Мы вышли из дома без резких движений, стараясь показать двоице за овином, что о них не знаем и засады не предполагаем. Наверно, именно поэтому мы с девочкой смогли выйти из деревни и отправиться по одной из главных дорог на северо-восток. Народу и караванов на ней, понятное дело, быть не могло.
Поначалу девочка спросонья молча шла рядом, отрешённо смотря под ноги. Но к ней вернулись воспоминания прошедшего дня. Рубиновые глазки вновь увлажнились, девочка шмыгнула и верхней рукой утёрла подступившие слёзы. И едва справилась, чтобы не заплакать. Я нарезал хлеб и протягивал ломти девочке, чтобы та позавтракала. Она мотала головой, не хотела есть и вообще не голодная — но я приказал ей завтракать. После первого ломтя пошёл второй, а за ним и третий. Вскоре треть каравая скрылась в животе девочки, а крынка вполовину опустела.
— Я больше не хочу, — девочка замотала головой.
— Наелась?
— Да, — та запнулась и едва не упала, она вовремя схватилась за мой рукав и сохранила равновесие. Девочка проглотила подступивший ком и подняла голову, со вчерашнего дня наконец-то посмотрев мне в глаза. Жалобный, скорбящим, умоляющим взглядом. — А… что дальше… будет?
— То, что не понравится. Ни мне, ни тебе.
Девочку пробили чувства. Она попыталась успокоиться, но не смогла и беззвучно заплакала. Я не собирался её успокаивать или что-то подобное делать, лишь хотел сохранить оставшийся хлеб на будущее. К сожалению, мой рюкзак забит провиантом на следующие десять дней, да ещё и десяток бурдюков лежит в нём, хоть и пустых. Зато в рюкзаке девочки только кукла и запасное исподнее. В него я хлеб и закинул, собираясь разобраться с этим чуть позже. Молоко же допил, а крынку выбросил. Мне для завтрака этого достаточно, нечего живот набивать перед роковым событием.
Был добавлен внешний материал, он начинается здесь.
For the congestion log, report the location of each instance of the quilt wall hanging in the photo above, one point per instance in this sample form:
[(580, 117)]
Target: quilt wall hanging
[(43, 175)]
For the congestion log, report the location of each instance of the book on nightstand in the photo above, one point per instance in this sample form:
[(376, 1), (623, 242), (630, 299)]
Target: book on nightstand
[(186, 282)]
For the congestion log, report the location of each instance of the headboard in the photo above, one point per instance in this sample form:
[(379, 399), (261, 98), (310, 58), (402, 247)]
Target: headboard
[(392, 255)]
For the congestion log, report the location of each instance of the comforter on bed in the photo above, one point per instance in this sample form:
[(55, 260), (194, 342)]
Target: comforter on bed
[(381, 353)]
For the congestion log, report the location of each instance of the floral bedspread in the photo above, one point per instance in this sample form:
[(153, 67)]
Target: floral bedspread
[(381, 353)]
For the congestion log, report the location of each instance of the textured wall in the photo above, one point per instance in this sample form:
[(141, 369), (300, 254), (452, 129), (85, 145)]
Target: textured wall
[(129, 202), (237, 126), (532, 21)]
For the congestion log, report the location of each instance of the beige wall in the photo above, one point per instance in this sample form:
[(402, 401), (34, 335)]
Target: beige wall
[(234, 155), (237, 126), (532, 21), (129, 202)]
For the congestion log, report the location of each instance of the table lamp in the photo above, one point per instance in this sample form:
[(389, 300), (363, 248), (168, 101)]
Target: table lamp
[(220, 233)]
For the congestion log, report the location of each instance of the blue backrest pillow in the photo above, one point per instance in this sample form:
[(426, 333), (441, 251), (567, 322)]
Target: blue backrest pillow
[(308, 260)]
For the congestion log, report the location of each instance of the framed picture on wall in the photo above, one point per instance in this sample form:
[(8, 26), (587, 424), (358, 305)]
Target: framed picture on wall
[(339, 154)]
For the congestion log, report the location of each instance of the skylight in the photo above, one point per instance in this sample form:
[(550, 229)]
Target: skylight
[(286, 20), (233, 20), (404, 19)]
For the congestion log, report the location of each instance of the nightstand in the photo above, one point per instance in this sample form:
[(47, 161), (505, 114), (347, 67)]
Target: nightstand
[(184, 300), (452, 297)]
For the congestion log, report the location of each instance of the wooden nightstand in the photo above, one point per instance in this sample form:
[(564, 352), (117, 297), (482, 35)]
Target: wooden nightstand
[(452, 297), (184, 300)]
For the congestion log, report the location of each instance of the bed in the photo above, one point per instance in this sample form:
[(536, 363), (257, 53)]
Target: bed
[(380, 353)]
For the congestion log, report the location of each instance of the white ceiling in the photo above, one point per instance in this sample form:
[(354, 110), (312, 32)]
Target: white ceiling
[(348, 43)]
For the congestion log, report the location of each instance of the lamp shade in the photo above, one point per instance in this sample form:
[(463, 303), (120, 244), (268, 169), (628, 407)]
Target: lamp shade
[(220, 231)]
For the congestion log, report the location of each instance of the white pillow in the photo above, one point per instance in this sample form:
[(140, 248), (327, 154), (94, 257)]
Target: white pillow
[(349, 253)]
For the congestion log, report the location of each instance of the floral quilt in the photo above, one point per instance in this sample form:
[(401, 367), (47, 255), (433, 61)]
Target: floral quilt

Мы шли по дороге долго, час, второй, третий, минуя ровные поля, ещё неготовые к посадке семян, земля в них набухла от талой воды. Холодный ветерок нёс с полей зябкую сырость, залетал за шиворот и под куртку, заставляя ёжиться от холода. Пахло грязью и пожухлой травой, а впереди маячили зелёные кроны хвойного леса с прорубленной широкой просекой.
Каждый час я запускал «Обнаружение жизни». Восемнадцать фиолетовых шлейфов шли за нами практически в полукилометре, хотя в деревню приехало две дюжины звёздочек. Всяко извозчики привезли их и, либо остались дожидаться, либо отправились обратно в город. И это прекрасная новость, да и наёмники без лошадей — но у меня язык не повернётся сказать, что их всего лишь восемнадцать. Этого может быть достаточным даже для меня.
К концу пятого часа пути мы уже как полтора часа шли по дороге, с двух сторон смыкаемой деревьями. До них метров тридцать, так что вряд ли кто-то из наёмников решит отделиться от толпы и спрятаться в лесу. Тем более что я сейчас один и полностью открыт, а на небе ни облачка и солнце светит, а не тёмная облачная ночь без света луны. Расклад не в мою пользу. Но больше оттягивать неизбежное нельзя.
Я остановился, резко. И полной грудью вдохнул сырой лесной воздух. Пахло хвоей и смолой. Девочка по инерции прошла несколько шагов с опущенной головой, прежде чем остановилась. Она уже как несколько часов не плакала, но глазки покраснели, нос опух, а губки подрагивали.
— Всё. Пришли, — я удручённо потёр переносицу и, подумал, что неплохо бы сказать хоть что-то девочке напоследок, но ничего не придумал и лишь развернулся лицом к наёмникам. В кольчугах и коже, с щитами, копьями, мечами, топорами и луками, и с поднятым стягом. Сова с раскрытыми когтями на лапах атаковала свою жертву. Дорога практически прямая, до стяга чуть больше трёхсот метров. Наёмники видели нас с девочкой и злорадно ухмылялись, а лучники специально натягивали пустую тетиву и прицеливались в малышку.